We applied a protocol of 30 min running on a horizontal motorized treadmill, equipped with a grid, at a speed of 12 m/min, twice a week for 5 weeks (49), starting at 24 weeks of age. We revealed a significant reduction in the functional performance of mdx/IL6 mice, compared with mdx and wild-type littermates (Fig. 3F). In particular, the mdx/IL6 mice covered a minor distance compared with mdx mice littermates (Fig. 3F). We noted that the mdx/IL6 mice received more stimuli to run (either electric foot shock or tongue depressor stimulation) and remained on the grid for an extended period of time compared with mdx littermates. The mdx/IL6 mice were exhausted after the exercise session and remained prostrated in the cages for an extended period of time compared with mdx littermates.

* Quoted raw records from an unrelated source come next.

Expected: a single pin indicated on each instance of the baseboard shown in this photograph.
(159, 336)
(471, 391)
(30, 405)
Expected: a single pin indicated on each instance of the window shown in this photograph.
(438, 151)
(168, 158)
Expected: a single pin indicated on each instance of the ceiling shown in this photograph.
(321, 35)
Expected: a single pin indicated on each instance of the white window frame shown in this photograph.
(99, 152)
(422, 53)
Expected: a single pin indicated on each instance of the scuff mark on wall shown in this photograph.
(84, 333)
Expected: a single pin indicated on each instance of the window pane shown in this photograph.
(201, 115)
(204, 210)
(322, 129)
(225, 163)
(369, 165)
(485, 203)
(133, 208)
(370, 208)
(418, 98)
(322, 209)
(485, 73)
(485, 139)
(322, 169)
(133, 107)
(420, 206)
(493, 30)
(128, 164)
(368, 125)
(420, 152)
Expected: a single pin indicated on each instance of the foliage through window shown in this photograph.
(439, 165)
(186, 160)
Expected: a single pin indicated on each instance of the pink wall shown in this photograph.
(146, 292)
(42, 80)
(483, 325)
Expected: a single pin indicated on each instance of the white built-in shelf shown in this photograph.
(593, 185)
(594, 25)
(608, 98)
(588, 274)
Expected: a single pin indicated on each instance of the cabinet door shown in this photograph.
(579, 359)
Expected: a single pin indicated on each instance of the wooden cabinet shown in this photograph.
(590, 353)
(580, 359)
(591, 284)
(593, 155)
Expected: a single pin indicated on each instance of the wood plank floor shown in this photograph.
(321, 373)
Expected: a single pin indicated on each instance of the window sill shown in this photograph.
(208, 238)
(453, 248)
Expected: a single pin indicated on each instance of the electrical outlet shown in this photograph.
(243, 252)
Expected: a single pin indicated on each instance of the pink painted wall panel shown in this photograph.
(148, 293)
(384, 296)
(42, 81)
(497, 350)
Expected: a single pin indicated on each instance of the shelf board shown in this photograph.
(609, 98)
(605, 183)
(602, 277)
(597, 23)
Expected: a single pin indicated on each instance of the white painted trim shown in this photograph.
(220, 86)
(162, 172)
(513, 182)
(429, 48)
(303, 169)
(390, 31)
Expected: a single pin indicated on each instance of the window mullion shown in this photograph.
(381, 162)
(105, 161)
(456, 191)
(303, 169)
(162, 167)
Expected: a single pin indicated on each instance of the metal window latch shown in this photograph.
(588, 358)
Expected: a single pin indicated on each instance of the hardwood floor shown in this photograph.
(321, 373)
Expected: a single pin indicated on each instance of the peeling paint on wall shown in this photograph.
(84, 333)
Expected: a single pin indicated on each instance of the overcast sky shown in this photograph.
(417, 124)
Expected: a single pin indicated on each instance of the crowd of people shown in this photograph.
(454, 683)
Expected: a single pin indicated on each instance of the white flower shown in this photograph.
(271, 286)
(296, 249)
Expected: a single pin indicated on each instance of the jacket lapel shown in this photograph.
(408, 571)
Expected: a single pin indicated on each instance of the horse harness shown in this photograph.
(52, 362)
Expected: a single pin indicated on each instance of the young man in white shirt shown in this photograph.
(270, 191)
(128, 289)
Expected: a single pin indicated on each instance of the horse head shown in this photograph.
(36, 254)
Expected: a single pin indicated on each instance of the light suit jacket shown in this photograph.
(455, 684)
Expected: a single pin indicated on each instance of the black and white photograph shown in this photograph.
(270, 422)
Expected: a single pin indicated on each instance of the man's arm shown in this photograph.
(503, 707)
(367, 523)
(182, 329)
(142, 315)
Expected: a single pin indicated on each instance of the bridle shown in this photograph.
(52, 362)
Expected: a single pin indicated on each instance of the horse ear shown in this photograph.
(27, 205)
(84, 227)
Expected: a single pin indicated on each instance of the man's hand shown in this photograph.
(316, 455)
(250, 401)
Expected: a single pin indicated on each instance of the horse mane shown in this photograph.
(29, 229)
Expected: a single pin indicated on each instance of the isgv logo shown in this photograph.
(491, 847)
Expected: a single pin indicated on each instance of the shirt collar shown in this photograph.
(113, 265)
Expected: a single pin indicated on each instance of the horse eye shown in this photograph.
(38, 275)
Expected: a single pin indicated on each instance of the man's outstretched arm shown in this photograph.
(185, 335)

Molecular mediators of IL-6 pathologic activity in dystrophic muscle

One of the central players implicated in inflammation and muscle wasting and a pathogenic factor in DMD is NFkB (52–55). Western blot analysis revealed a significant increase of NFkB phosphorylated active form (Fig. 4A) in the diaphragm from 24-week-old mdx/IL6 mice compared with mdx littermates. Notably, the expression levels of NFkB were not significantly different in the muscles of 24-week-old wild-type and mdx mice (Fig. 4A). TNFα expression (Fig. 4B), a potent NFkB inducer and a cytokine that mediates skeletal muscle protein degradation (56,57) was up-regulated in the muscle of both 24-week-old mdx and mdx/IL6 mice compared with wild-type littermates. Of note, TNFα expression resulted significantly up-regulated in the diaphragm of mdx/IL-6 compared with mdx littermates (Fig. 4B). These data further support the evidence that the mild muscle phenotype of adult mdx mice is due to the reduction in the inflammatory response, whereas the inflammatory infiltrate that characterize the muscle of mdx/IL6 mice might play a major role in promoting the pathology of dystrophin-deficient muscle. Indeed, the enhanced inflammatory response and the exacerbated dystrophic phenotype of mdx/IL6 mice were also associated with a significant down-regulation of the anti-inflammatory modulators IL-1 receptor antagonist (IL-1ra) (Fig. 4C) and of SLPI (Fig. 4D) (58,59).

Figure 4.

Molecular mediators of dystrophic muscle by IL-6 overexpression. (A) Western blot (right panel shows a representative image) analysis for NFkB active (NFkB p65) and total (NFkB TOT) proteins, performed on diaphragm of 24-week-old WT, mdx and mdx/IL6 mice. Values represent mean ± SEM; n = 5–10 per group. **P < 0.005 compared with WT mice; #P < 0.05 between mdx/IL6 and mdx littermates (by one-way ANOVA). (B–D) Real time PCR analysis for the expression of TNFα (B), IL-1ra (C) and SLPI (D) on diaphragm of indicated genotypes at 24 weeks of age. Values represent mean ± SEM; n = 4–7 per group. ***P < 0.0005; **P < 0.005; *P < 0.05 compared with WT mice; ##P < 0.005; #P < 0.05 between mdx/IL6 and mdx littermates (by one-way ANOVA). In A the lanes were run on the same gel but were non contiguous.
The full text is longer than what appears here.